ADDIS-ABEBA, 21 janvier (Reuters) - Environ 200 soldats de l'armée érythréenne, appuyés par deux chars, ont encerclé lundi le siège du ministère de l'Information à Asmara, la capitale, et réclamé la libération de tous les détenus politiques, a-t-on appris auprès des services de renseignement érythréens.

Les soldats n'ont cependant pas demandé le départ du président Isaias Afewerki, âgé de 66 ans, au pouvoir depuis que l'Erythrée, jusqu'alors éthiopienne, a acquis son indépendance en 1991, officialisée par référendum en 1993.

Les mutins ont forcé le directeur de la radio-télévision nationale à lire un communiqué à l'antenne "pour demander que le gouvernement relâche tous les prisonniers politiques", a dit une source proche des services de renseignement, sous couvert d'anonymat.

Des diplomates basés dans la région ont précisé que la diffusion de la télévision d'Etat s'était arrêté après la lecture du communiqué et que les soldats mutins, qui ne sont pas issus des rangs les plus élevés de l'armée, pourraient avoir pris le contrôle d'autres bâtiments.

Le gouvernement n'a pas commenté la situation.

Le nombre de détenus politiques en Erythrée était estimé l'an dernier entre 5.000 et 10.000 par les Nations unies, qui accusent le gouvernement d'Asmara de mener des exécutions sommaires et des actes de torture.

Les informations sont difficiles à confirmer, car les journalistes étrangers sont rarement autorisés à accéder à l'Erythrée, l'un des pays les plus fermés d'Afrique.

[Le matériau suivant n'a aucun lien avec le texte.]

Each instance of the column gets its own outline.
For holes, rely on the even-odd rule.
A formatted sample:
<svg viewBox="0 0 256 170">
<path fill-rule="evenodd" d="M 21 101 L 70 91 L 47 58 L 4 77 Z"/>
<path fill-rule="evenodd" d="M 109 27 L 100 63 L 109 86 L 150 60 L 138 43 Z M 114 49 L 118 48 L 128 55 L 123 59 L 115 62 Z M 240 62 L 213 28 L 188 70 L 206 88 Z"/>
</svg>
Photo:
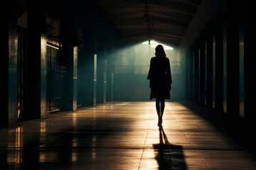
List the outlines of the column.
<svg viewBox="0 0 256 170">
<path fill-rule="evenodd" d="M 0 127 L 10 127 L 17 122 L 17 50 L 16 20 L 2 21 L 1 36 L 1 102 Z"/>
<path fill-rule="evenodd" d="M 46 11 L 42 1 L 27 1 L 28 42 L 25 113 L 22 119 L 43 118 L 46 112 Z"/>
</svg>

Des opposants au Front populaire pour la démocratie et la justice, le seul parti légal, ont fait état d'une contestation de plus en plus importante au sein de l'armée.

L'Erythrée, dont la population ne compte que six millions d'habitants, dispose de la deuxième armée du continent africain.

RESSOURCES AURIFÈRES

"Les problèmes économiques se sont aggravés, ce qui a dégradé les relations entre le gouvernement et les soldats au cours des derniers mois et semaines", explique un opposant réfugié en Ethiopie.

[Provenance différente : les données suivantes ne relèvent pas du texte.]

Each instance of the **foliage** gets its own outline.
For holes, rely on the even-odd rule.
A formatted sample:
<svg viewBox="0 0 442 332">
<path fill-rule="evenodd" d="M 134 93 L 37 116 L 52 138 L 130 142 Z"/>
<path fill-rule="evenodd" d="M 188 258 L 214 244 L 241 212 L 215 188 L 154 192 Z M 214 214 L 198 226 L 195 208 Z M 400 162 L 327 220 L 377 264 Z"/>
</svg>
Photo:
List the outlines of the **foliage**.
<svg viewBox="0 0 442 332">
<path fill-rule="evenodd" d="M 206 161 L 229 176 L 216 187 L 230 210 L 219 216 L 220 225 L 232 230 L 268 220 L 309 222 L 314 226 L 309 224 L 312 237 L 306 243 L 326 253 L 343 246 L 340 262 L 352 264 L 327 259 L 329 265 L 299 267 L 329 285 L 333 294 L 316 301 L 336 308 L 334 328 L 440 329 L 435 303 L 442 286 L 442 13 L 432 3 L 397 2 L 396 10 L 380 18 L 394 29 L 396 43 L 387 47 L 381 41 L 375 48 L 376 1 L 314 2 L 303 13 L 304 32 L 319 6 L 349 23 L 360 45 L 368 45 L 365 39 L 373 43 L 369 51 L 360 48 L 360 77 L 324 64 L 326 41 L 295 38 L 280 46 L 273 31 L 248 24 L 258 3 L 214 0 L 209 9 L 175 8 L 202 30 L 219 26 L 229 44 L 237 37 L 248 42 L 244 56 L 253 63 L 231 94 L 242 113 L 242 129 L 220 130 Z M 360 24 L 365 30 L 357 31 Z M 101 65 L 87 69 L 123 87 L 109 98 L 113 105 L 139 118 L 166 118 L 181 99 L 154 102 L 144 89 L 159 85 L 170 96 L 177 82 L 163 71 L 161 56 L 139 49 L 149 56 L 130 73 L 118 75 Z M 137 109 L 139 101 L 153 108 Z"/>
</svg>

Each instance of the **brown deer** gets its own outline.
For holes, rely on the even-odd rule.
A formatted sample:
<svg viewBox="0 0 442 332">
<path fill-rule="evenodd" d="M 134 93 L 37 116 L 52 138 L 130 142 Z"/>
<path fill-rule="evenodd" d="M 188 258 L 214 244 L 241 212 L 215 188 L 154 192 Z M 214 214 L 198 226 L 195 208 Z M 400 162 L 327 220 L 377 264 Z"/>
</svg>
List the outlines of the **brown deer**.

Des diplomates ont appris à Reuters qu'un soldat avait tenté d'assassiner le président Isaias Afewerki en 2009.

Le PIB annuel par habitant du pays est inférieur à 415 euros par habitant, malgré d'importantes ressources aurifères, exploitées par Sunridge Gold, Nevsun Resources et Chalice Gold.

Depuis la guerre qui a opposé l'Erythrée et l'Ethiopie entre 1998 et 2000, les relations restent tendues entre les deux Etats, car Addis-Abeba affirme qu'Asmara soutient et finance des rebelles sur son territoire.

Le Conseil de sécurité de l'Onu a par ailleurs décrété un embargo sur les armes à destination et en provenance de l'Erythrée, l'accusant de financer et d'armer les rebelles islamistes des Chabaab en Somalie.

Asmara dément toutes ces accusations et accuse les Etats-Unis de chercher à chasser du pouvoir Isaias Afewerki, décrit par la diplomatie américaine comme un "dictateur déséquilibré", selon un message révélé par le site Wikileaks en 2009.

D'après la présidence érythréenne, les Etats-Unis, alliés de l'Ethiopie, auraient notamment fait circuler des rumeurs sur une dégradation de l'état de santé d'Isaias Afewerki.

"Isaias, malade ou non, est quelqu'un de rusé qui a survécu à beaucoup de choses et ce serait une erreur de faire prématurément une croix sur lui", prévient J. Peter Pham, directeur de l'Ansari Africa Center, un cercle de réflexions basé à Washington.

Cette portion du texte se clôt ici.